Carina Soares-Cunha, researcher and neuroscientist at the Institute for Research in Life and Health Sciences, University of Minho, winner of the L'Oréal Medal of Honor for Women in Science in 2022, describes her scientific work and tells us how "developing a research career in Portugal is very challenging, but also very motivating, because through research you can answer many questions that are around you and that can, in fact, have a very positive impact on society."
During the month of March, the FCCN Unit joins GÉANT's #WomenInSTEM campaign, giving the opinions of several guests in the STEM fields, in an interview.
CS-C: My name is Carina Soares Cunha and I'm a researcher at the Institute for Research and Life and Health Sciences at the University of Minho.
- When and why did you become interested in STEM? Was this your dream as a child/teenager?
CS-C: I am a neuroscientist, being a biologist by training, as it has always been an area that fascinated me since my younger days.

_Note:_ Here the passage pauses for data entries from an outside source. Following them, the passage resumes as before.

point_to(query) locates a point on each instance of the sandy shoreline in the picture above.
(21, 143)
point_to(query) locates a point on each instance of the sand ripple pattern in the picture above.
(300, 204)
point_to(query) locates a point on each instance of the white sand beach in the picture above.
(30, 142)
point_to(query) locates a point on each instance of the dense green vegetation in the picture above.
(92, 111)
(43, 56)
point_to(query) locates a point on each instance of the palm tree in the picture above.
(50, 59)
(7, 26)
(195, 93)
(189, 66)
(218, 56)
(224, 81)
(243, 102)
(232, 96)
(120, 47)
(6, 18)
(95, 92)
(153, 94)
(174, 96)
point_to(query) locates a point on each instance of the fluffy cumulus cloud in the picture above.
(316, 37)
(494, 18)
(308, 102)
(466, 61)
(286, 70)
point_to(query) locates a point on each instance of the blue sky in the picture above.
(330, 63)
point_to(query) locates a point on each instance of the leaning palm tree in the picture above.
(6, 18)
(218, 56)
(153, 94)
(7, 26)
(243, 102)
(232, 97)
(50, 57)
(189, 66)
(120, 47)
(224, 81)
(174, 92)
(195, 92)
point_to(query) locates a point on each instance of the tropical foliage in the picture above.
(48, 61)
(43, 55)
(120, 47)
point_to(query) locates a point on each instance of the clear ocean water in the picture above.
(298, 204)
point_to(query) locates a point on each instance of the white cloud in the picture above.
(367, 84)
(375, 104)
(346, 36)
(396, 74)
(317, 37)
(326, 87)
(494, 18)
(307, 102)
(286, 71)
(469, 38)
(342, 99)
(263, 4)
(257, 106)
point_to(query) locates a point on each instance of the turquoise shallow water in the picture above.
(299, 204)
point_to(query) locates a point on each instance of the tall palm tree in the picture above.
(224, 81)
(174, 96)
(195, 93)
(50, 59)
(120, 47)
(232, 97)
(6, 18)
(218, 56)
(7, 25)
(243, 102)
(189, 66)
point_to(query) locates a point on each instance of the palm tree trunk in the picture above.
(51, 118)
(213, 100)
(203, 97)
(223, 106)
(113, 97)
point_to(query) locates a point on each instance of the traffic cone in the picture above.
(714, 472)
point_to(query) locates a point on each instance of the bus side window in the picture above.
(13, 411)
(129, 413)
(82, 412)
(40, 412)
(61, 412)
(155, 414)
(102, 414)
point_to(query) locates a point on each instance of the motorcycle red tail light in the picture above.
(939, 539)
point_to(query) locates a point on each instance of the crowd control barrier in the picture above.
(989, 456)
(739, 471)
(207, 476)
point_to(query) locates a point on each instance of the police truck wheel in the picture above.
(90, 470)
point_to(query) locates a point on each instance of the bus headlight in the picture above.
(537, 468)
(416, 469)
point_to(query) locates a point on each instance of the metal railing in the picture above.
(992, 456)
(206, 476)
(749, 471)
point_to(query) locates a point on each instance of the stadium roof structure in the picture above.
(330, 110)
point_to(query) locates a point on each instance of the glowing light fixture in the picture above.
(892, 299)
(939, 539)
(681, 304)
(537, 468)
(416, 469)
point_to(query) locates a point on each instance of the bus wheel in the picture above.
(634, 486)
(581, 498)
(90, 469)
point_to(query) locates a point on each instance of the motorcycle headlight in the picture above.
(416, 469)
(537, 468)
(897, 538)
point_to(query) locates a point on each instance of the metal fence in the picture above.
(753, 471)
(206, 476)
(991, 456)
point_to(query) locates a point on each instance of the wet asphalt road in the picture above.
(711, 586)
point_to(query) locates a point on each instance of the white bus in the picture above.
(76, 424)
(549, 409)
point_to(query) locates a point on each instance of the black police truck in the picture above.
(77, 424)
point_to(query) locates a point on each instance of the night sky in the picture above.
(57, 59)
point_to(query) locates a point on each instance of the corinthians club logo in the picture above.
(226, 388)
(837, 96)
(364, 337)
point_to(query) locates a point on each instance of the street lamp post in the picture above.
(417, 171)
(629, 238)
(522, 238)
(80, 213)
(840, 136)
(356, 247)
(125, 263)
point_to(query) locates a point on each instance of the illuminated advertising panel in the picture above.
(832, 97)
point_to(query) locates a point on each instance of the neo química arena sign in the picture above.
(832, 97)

- How does your work contribute to science, innovation and knowledge creation? How does your work impact the world?
CS-C: Right now I'm doing research in neuroscience, with the goal of finding which circuits in the brain allow us to obtain rewards and avoid dangers, in order to contribute to our well-being.
- What do you hope to accomplish professionally (a goal/dream)?
CS-C: I very much hope that my research in the future will serve as inspiration for the development of new and more effective therapies to treat diseases related to these brain circuits, because I believe that then my work will indeed be valued.
- What inspiring message or advice would you give to young girls interested in a career in STEM?
CS-C: What I can tell girls who intend to develop their research in STEM is that: developing a research career in Portugal is very challenging, however, it can also be very motivating, very enjoyable, because you can, through your research, answer many questions that are around you and you can, in fact, have a very positive impact on society.
The partnership that gave rise to L'Oréal-UNESCO For Women in Science was concluded in 1998, between UNESCO and L'Oréal, and inspired several local initiatives in some countries where the company is present. Portugal is one of the countries that, in 2004, began awarding the L'Oréal Portugal Medals of Honor for Women in Science - a joint initiative between L 'Oréal Portugal, the National UNESCO Commission - Portugal and the Foundation for Science and Technology (FCT).